By 1996, the province of Ontario had drastically reduced the Ministry of Natural Resources and cancelled its full-service tree planting programs. After the mid-90s only the Ontario Tree Seed Plant remained.  Gone was the government’s role in planning and operations, such as landowner communications, site preparation, seedling growing. planting and tending. Regardless, the seed plant continued to play an essential role. In 2007 the seed plant helped Forests Ontario to rebuild a program assisted by many local partners: the 50 Million Tree Program (50 MTP). We weren’t planting 20 million seedlings annually as the government had once done but we were building a program to deliver large scale, tree planting that respected basic principles necessary for success – native species adapted to the site, seed adapted to local climate, a seed bank to allow growers to produce the desired seedlings, and a planning system to support it all. Even a one-year old seedling requires three years of planning and operations to be ready for someone to plant it in the right place.

It’s now 2019. The tree seed plant is gone. The provincial government has ended all support for southern forest renewal at a time when worldwide experts are calling for more forests to be conserved and restored. Luckily, federal cash will allow the 50 MTP to continue.

We are at a significant crossroads.

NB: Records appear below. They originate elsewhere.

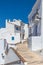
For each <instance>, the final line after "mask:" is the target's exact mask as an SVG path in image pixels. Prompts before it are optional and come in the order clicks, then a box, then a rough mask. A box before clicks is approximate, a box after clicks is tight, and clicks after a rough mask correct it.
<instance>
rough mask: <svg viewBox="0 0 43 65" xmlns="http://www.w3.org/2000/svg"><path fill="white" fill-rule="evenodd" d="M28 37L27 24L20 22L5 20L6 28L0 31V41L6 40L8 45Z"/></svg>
mask: <svg viewBox="0 0 43 65" xmlns="http://www.w3.org/2000/svg"><path fill="white" fill-rule="evenodd" d="M27 37H28V24H25V23H23V22H22V21H21V20H16V19H14V20H13V21H10V20H6V28H1V29H0V39H1V38H2V39H6V40H7V43H9V44H16V43H20V42H22V40H25V39H27Z"/></svg>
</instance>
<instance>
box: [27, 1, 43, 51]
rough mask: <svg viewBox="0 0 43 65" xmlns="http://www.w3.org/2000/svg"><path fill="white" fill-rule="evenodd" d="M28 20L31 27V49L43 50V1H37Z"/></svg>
mask: <svg viewBox="0 0 43 65" xmlns="http://www.w3.org/2000/svg"><path fill="white" fill-rule="evenodd" d="M28 19H29V26H31V27H29V33H30V35H29V38H28V39H29V48H30V49H31V50H33V51H36V50H40V49H43V0H36V3H35V4H34V6H33V8H32V11H31V12H30V14H29V16H28ZM30 40H31V42H30Z"/></svg>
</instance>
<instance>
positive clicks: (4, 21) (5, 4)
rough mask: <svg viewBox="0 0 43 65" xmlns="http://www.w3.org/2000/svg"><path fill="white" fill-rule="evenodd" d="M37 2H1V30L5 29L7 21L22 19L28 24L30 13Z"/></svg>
mask: <svg viewBox="0 0 43 65" xmlns="http://www.w3.org/2000/svg"><path fill="white" fill-rule="evenodd" d="M35 2H36V0H0V28H2V27H5V19H11V20H13V19H21V20H22V21H23V22H25V23H28V14H29V13H30V11H31V9H32V7H33V5H34V3H35Z"/></svg>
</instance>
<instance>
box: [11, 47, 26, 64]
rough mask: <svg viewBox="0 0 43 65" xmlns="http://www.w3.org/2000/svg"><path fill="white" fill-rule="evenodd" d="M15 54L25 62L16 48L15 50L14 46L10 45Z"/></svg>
mask: <svg viewBox="0 0 43 65" xmlns="http://www.w3.org/2000/svg"><path fill="white" fill-rule="evenodd" d="M10 48H11V49H12V50H13V51H14V52H15V53H16V54H17V56H18V57H19V58H20V60H21V61H22V62H23V63H24V62H26V60H25V59H24V58H23V57H22V56H21V55H20V54H19V53H18V52H17V50H15V49H14V48H12V47H10Z"/></svg>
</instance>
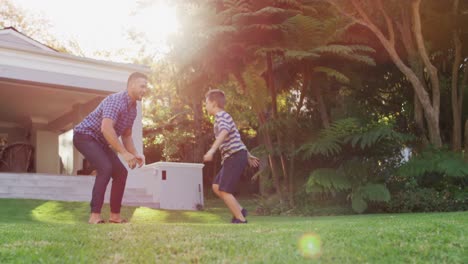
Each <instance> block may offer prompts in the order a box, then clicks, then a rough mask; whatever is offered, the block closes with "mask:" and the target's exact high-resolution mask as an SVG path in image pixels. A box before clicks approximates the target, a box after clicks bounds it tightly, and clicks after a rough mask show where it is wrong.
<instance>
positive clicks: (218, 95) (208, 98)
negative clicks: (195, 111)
mask: <svg viewBox="0 0 468 264" xmlns="http://www.w3.org/2000/svg"><path fill="white" fill-rule="evenodd" d="M205 98H206V99H208V100H209V101H211V102H216V104H217V105H218V107H219V108H222V109H224V106H225V105H226V97H225V96H224V92H223V91H221V90H218V89H213V90H209V91H208V92H207V93H206V94H205Z"/></svg>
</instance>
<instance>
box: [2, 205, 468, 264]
mask: <svg viewBox="0 0 468 264" xmlns="http://www.w3.org/2000/svg"><path fill="white" fill-rule="evenodd" d="M247 208H248V209H251V210H250V211H251V212H253V208H254V207H253V205H252V204H251V206H247ZM108 209H109V207H108V206H107V205H106V206H105V208H104V211H105V212H108ZM122 213H123V215H124V216H125V217H126V218H128V219H129V220H130V221H131V223H129V224H124V225H119V224H103V225H88V224H87V223H86V221H87V217H88V204H87V203H78V202H73V203H69V202H56V201H39V200H13V199H0V263H311V262H313V263H366V262H368V263H428V262H429V263H468V237H467V230H468V212H455V213H430V214H428V213H426V214H399V215H390V214H389V215H356V216H328V217H275V216H268V217H267V216H255V215H251V216H249V217H248V219H249V224H247V225H233V224H230V223H228V222H229V220H230V216H229V214H228V212H227V209H225V208H224V207H223V205H222V204H221V203H219V202H217V201H216V202H213V201H208V203H207V208H206V210H204V211H196V212H192V211H165V210H153V209H148V208H142V207H141V208H138V207H124V208H123V211H122ZM106 216H107V215H106ZM304 234H315V235H316V237H319V238H320V239H321V247H320V249H321V255H320V256H319V257H318V258H315V259H311V258H307V257H304V255H303V254H302V253H301V250H299V248H300V247H299V245H298V243H299V240H300V238H301V237H302V236H303V235H304ZM305 242H306V243H305V244H304V245H305V246H306V247H307V246H313V245H314V244H313V243H307V241H305ZM311 249H312V250H315V249H317V248H316V247H312V248H311ZM307 252H310V251H306V252H305V253H307Z"/></svg>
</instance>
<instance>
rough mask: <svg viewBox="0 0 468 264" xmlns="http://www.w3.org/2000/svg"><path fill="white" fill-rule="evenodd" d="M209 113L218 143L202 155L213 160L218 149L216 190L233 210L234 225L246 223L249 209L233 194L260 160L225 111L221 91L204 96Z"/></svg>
mask: <svg viewBox="0 0 468 264" xmlns="http://www.w3.org/2000/svg"><path fill="white" fill-rule="evenodd" d="M205 98H206V101H205V102H206V111H207V112H208V114H210V115H214V116H215V123H214V134H215V137H216V140H215V142H214V143H213V145H212V146H211V148H210V149H209V150H208V152H206V154H205V156H203V161H205V162H207V161H212V160H213V154H214V153H215V152H216V150H217V149H218V148H219V150H220V151H221V157H222V162H221V163H222V167H221V170H220V171H219V173H218V175H216V177H215V179H214V181H213V191H214V193H216V195H218V196H219V198H221V199H222V200H223V201H224V203H225V204H226V206H227V207H228V208H229V210H230V211H231V213H232V215H233V216H234V217H233V218H232V221H231V222H232V223H233V224H246V223H247V220H246V219H245V217H246V216H247V210H246V209H244V208H242V207H241V206H240V204H239V202H237V200H236V198H235V197H234V195H232V193H233V192H234V188H235V187H236V184H237V182H238V181H239V178H240V176H241V174H242V172H243V170H244V168H245V167H246V166H247V163H248V164H249V165H250V166H252V167H258V165H259V164H260V161H259V159H258V158H256V157H254V156H252V155H251V154H250V153H249V152H248V151H247V148H246V147H245V145H244V143H243V142H242V140H241V137H240V134H239V131H238V130H237V127H236V124H235V123H234V121H233V120H232V117H231V116H230V115H229V114H228V113H226V112H225V111H224V105H225V104H226V98H225V96H224V92H223V91H221V90H217V89H216V90H210V91H208V93H206V95H205Z"/></svg>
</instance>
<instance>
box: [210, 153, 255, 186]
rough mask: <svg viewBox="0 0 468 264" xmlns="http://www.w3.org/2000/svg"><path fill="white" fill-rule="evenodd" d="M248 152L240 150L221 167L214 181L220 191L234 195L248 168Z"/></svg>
mask: <svg viewBox="0 0 468 264" xmlns="http://www.w3.org/2000/svg"><path fill="white" fill-rule="evenodd" d="M247 162H248V161H247V151H246V150H245V149H242V150H239V151H237V152H236V153H234V154H232V155H231V156H230V157H228V158H227V159H226V160H225V161H224V163H223V166H222V167H221V170H220V171H219V172H218V175H216V177H215V179H214V180H213V184H218V185H219V190H220V191H223V192H227V193H231V194H232V193H233V192H234V191H235V189H236V185H237V182H239V179H240V176H241V175H242V172H243V171H244V169H245V167H246V166H247Z"/></svg>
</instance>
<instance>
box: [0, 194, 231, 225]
mask: <svg viewBox="0 0 468 264" xmlns="http://www.w3.org/2000/svg"><path fill="white" fill-rule="evenodd" d="M109 211H110V208H109V204H104V206H103V208H102V217H103V219H108V218H109ZM121 214H122V217H123V218H125V219H128V220H129V221H130V222H131V223H176V224H177V223H186V224H190V223H194V224H204V223H206V224H217V223H226V222H229V220H230V219H231V215H230V213H229V210H228V209H227V208H226V206H225V205H224V203H223V202H222V201H220V200H217V199H215V200H207V201H205V208H204V210H202V211H175V210H162V209H152V208H147V207H133V206H123V207H122V210H121ZM88 217H89V203H88V202H63V201H48V200H30V199H0V223H27V222H31V223H33V222H40V223H57V224H60V223H62V224H74V223H87V221H88Z"/></svg>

Will we lose our momentum and go back to the desperate times in the late 90s?

This is my plea to all who are concerned about the need for more forests in southern Ontario.  Contact Forests Ontario and the Forest Gene Conservation Association and work with us to keep our reforestation program alive and to be able to respond efficiently and effectively. Help us be ready when society wakes up to the need to plant the forests on which their future welfare depends.

I’ll end now paraphrasing Ed Patchell of the Ferguson Forest Centre – “Everyone can and should plant trees, but it takes a program to plant forests.”